Вечером г-жа де Фервак встретила его совершенно так же, как если бы она не получала этого философически-мистического и религиозного трактата, который он с таким меланхолическим видом вручил утром ее швейцару. Накануне Жюльен случайно открыл способ обрести красноречие: на этот раз он уже нарочно уселся так, чтобы ему видны были глаза Матильды. А Матильда тоже, едва только появилась маршальша покинула голубой диван, иначе говоря, изменила своему кружку. Г-н де Круазенуа был, по-видимому, крайне удручен этим новым капризом; его явное огорчение немножко смягчило жестокие муки Жюльена.

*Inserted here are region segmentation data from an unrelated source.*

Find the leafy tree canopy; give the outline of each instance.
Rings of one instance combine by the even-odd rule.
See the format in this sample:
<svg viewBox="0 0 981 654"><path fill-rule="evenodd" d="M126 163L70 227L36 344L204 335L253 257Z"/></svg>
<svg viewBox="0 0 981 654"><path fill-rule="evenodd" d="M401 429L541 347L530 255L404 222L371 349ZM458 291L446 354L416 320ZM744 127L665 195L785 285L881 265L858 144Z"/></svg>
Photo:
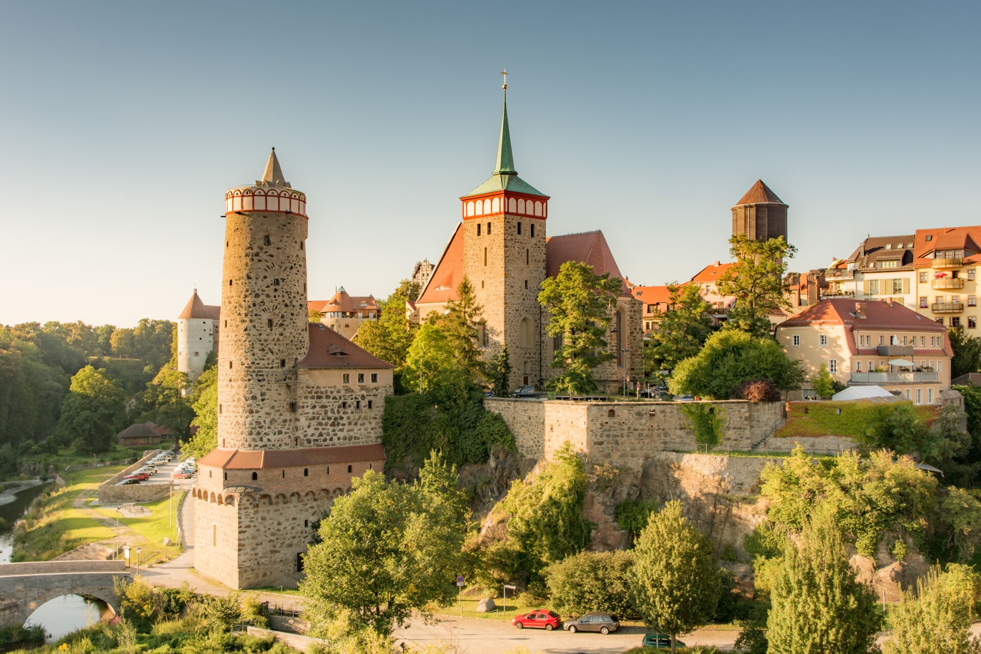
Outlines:
<svg viewBox="0 0 981 654"><path fill-rule="evenodd" d="M671 376L672 393L728 399L748 379L767 378L777 388L794 390L805 377L803 365L791 359L772 338L723 329L710 335L694 357L682 361Z"/></svg>

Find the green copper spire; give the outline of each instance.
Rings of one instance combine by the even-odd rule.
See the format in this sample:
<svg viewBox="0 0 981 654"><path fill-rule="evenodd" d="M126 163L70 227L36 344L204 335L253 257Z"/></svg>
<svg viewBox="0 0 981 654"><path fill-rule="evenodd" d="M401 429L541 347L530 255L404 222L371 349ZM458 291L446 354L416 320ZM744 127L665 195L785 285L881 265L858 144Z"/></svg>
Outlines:
<svg viewBox="0 0 981 654"><path fill-rule="evenodd" d="M497 143L497 167L494 175L517 175L511 152L511 131L507 128L507 86L504 86L504 113L500 117L500 141Z"/></svg>

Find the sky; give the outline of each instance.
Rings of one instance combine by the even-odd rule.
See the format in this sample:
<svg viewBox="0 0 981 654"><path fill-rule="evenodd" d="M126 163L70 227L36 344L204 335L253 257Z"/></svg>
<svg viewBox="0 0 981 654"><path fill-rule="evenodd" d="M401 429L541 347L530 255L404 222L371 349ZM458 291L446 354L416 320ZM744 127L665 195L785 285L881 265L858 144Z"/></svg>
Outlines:
<svg viewBox="0 0 981 654"><path fill-rule="evenodd" d="M0 2L0 324L221 301L224 192L275 146L311 299L436 263L494 165L636 283L729 258L762 178L791 269L981 224L981 3Z"/></svg>

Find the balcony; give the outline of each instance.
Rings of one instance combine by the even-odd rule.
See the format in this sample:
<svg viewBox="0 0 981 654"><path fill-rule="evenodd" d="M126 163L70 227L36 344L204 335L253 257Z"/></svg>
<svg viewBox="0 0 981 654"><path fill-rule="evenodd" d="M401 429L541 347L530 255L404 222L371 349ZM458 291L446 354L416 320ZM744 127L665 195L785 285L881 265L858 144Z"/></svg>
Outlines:
<svg viewBox="0 0 981 654"><path fill-rule="evenodd" d="M940 373L852 373L851 383L937 383Z"/></svg>
<svg viewBox="0 0 981 654"><path fill-rule="evenodd" d="M941 257L934 259L930 264L931 268L960 268L964 265L962 257Z"/></svg>
<svg viewBox="0 0 981 654"><path fill-rule="evenodd" d="M930 282L930 288L936 288L936 289L943 289L943 288L963 288L963 287L964 287L964 279L963 279L963 277L956 277L956 278L952 278L952 277L940 277L940 278L936 278L935 277L933 279L933 281Z"/></svg>

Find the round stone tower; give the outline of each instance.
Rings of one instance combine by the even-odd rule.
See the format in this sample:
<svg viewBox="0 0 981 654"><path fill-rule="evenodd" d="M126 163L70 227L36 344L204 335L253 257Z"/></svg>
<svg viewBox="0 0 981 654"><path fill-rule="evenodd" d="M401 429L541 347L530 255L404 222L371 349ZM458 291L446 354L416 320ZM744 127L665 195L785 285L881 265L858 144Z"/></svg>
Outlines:
<svg viewBox="0 0 981 654"><path fill-rule="evenodd" d="M296 363L307 333L306 196L276 149L262 179L225 194L218 447L296 446Z"/></svg>

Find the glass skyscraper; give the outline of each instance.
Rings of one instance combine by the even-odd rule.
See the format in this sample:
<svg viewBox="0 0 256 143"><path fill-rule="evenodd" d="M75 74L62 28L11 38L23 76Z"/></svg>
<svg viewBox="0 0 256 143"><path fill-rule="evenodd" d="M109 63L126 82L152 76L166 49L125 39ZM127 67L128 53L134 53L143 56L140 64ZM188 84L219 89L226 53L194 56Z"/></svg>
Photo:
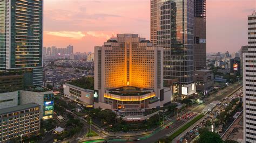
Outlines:
<svg viewBox="0 0 256 143"><path fill-rule="evenodd" d="M194 1L152 0L151 6L151 40L164 48L164 78L193 84Z"/></svg>
<svg viewBox="0 0 256 143"><path fill-rule="evenodd" d="M0 0L0 70L43 84L43 1Z"/></svg>

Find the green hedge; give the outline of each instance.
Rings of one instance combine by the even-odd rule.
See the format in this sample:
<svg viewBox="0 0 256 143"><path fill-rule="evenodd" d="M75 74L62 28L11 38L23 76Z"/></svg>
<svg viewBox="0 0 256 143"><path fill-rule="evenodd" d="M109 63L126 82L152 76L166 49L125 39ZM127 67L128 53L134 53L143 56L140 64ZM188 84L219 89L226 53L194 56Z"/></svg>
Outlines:
<svg viewBox="0 0 256 143"><path fill-rule="evenodd" d="M187 130L188 127L190 127L191 126L192 126L193 124L194 124L196 122L197 122L198 120L199 120L200 119L203 118L204 116L204 115L199 115L198 116L197 116L196 118L193 119L192 120L191 120L190 122L187 123L186 125L183 126L182 127L181 127L180 129L179 129L178 131L175 132L173 134L171 135L169 138L169 140L171 141L172 140L173 140L176 137L179 135L180 134L182 133L185 130Z"/></svg>

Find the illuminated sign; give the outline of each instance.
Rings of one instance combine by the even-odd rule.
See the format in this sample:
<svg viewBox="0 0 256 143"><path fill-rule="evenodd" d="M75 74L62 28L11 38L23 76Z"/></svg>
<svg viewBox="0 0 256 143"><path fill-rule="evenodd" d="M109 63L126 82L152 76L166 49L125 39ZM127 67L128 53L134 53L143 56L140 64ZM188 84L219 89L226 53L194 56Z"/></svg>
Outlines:
<svg viewBox="0 0 256 143"><path fill-rule="evenodd" d="M182 87L181 88L181 94L183 95L187 95L187 88L186 87Z"/></svg>
<svg viewBox="0 0 256 143"><path fill-rule="evenodd" d="M53 104L53 101L45 101L44 102L44 105L51 105L51 104Z"/></svg>
<svg viewBox="0 0 256 143"><path fill-rule="evenodd" d="M94 90L93 94L93 98L94 102L98 103L99 102L99 91L97 90Z"/></svg>
<svg viewBox="0 0 256 143"><path fill-rule="evenodd" d="M238 63L234 63L233 65L233 68L234 70L238 70Z"/></svg>
<svg viewBox="0 0 256 143"><path fill-rule="evenodd" d="M200 43L206 43L206 39L200 39L199 42Z"/></svg>
<svg viewBox="0 0 256 143"><path fill-rule="evenodd" d="M86 108L93 108L93 105L86 105Z"/></svg>
<svg viewBox="0 0 256 143"><path fill-rule="evenodd" d="M45 106L45 110L52 110L53 108L53 106Z"/></svg>
<svg viewBox="0 0 256 143"><path fill-rule="evenodd" d="M52 114L53 112L52 112L52 110L49 110L49 111L45 111L44 113L45 113L45 115L49 115L49 114Z"/></svg>

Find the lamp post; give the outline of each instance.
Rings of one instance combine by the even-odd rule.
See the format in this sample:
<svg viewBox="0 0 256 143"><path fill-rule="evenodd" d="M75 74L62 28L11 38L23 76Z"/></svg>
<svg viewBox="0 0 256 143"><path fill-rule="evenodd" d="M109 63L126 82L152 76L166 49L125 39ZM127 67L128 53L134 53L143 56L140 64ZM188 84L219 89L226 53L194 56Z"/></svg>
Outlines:
<svg viewBox="0 0 256 143"><path fill-rule="evenodd" d="M91 126L92 126L92 119L90 119L90 131L89 131L89 138L91 136Z"/></svg>
<svg viewBox="0 0 256 143"><path fill-rule="evenodd" d="M23 141L23 140L22 140L22 136L23 136L23 134L21 134L21 142L22 142L22 141Z"/></svg>

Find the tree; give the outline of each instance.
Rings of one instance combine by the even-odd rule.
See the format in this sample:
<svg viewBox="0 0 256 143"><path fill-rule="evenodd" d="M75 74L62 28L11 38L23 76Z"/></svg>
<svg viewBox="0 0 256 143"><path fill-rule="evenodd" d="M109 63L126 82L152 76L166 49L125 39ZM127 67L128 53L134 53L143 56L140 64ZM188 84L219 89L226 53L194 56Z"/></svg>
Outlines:
<svg viewBox="0 0 256 143"><path fill-rule="evenodd" d="M207 127L208 128L209 127L211 127L211 126L212 125L212 123L211 122L210 120L206 120L205 124L206 124Z"/></svg>
<svg viewBox="0 0 256 143"><path fill-rule="evenodd" d="M191 103L192 103L192 101L190 99L186 98L181 101L181 103L185 104L186 105L191 104Z"/></svg>
<svg viewBox="0 0 256 143"><path fill-rule="evenodd" d="M227 140L224 141L224 143L238 143L238 142L232 140Z"/></svg>
<svg viewBox="0 0 256 143"><path fill-rule="evenodd" d="M176 104L172 104L168 106L168 111L171 112L175 111L175 109L177 105Z"/></svg>
<svg viewBox="0 0 256 143"><path fill-rule="evenodd" d="M223 141L217 133L210 132L207 128L199 130L199 137L197 143L223 143Z"/></svg>

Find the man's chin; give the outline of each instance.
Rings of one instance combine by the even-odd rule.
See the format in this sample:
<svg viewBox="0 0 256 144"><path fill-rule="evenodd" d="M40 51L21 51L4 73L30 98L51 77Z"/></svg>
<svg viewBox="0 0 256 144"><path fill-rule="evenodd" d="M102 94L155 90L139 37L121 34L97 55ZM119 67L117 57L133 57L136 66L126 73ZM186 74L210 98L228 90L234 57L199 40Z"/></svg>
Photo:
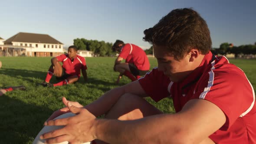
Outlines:
<svg viewBox="0 0 256 144"><path fill-rule="evenodd" d="M174 78L171 76L169 76L169 79L170 79L170 80L171 82L179 82L179 80L177 79Z"/></svg>

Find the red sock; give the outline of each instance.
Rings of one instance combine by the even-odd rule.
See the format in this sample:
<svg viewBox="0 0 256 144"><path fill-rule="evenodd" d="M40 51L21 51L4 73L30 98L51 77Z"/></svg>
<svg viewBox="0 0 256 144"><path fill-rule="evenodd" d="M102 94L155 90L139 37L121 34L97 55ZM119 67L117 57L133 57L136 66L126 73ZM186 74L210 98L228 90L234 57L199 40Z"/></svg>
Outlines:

Эта неожиданная радость вознесла его красноречие в поистине заоблачные высоты, а так как тщеславие проникает в любые сердца, даже и в те, что служат обителью самой непреклонной добродетели, маршальша, усаживаясь в карету, решила: «Нет, госпожа де Ла-Моль права: этот юный аббат, несомненно, выдающийся человек. Должно быть, первое время он смущался в моем присутствии. Ведь в этом доме, в сущности, на кого ни посмотришь, на всех лежит отпечаток какого-то легкомыслия, а добродетельные особы, которых встречаешь здесь, — это добродетели, обретенные в преклонные годы: они держатся только при помощи хладной старости. И молодой человек, несомненно, почувствовал разницу. Он пишет недурно, но я сильно опасаюсь, не скрывается ли в его просьбе просветить его моими советами некое чувство, в котором он сам не отдает себе отчета.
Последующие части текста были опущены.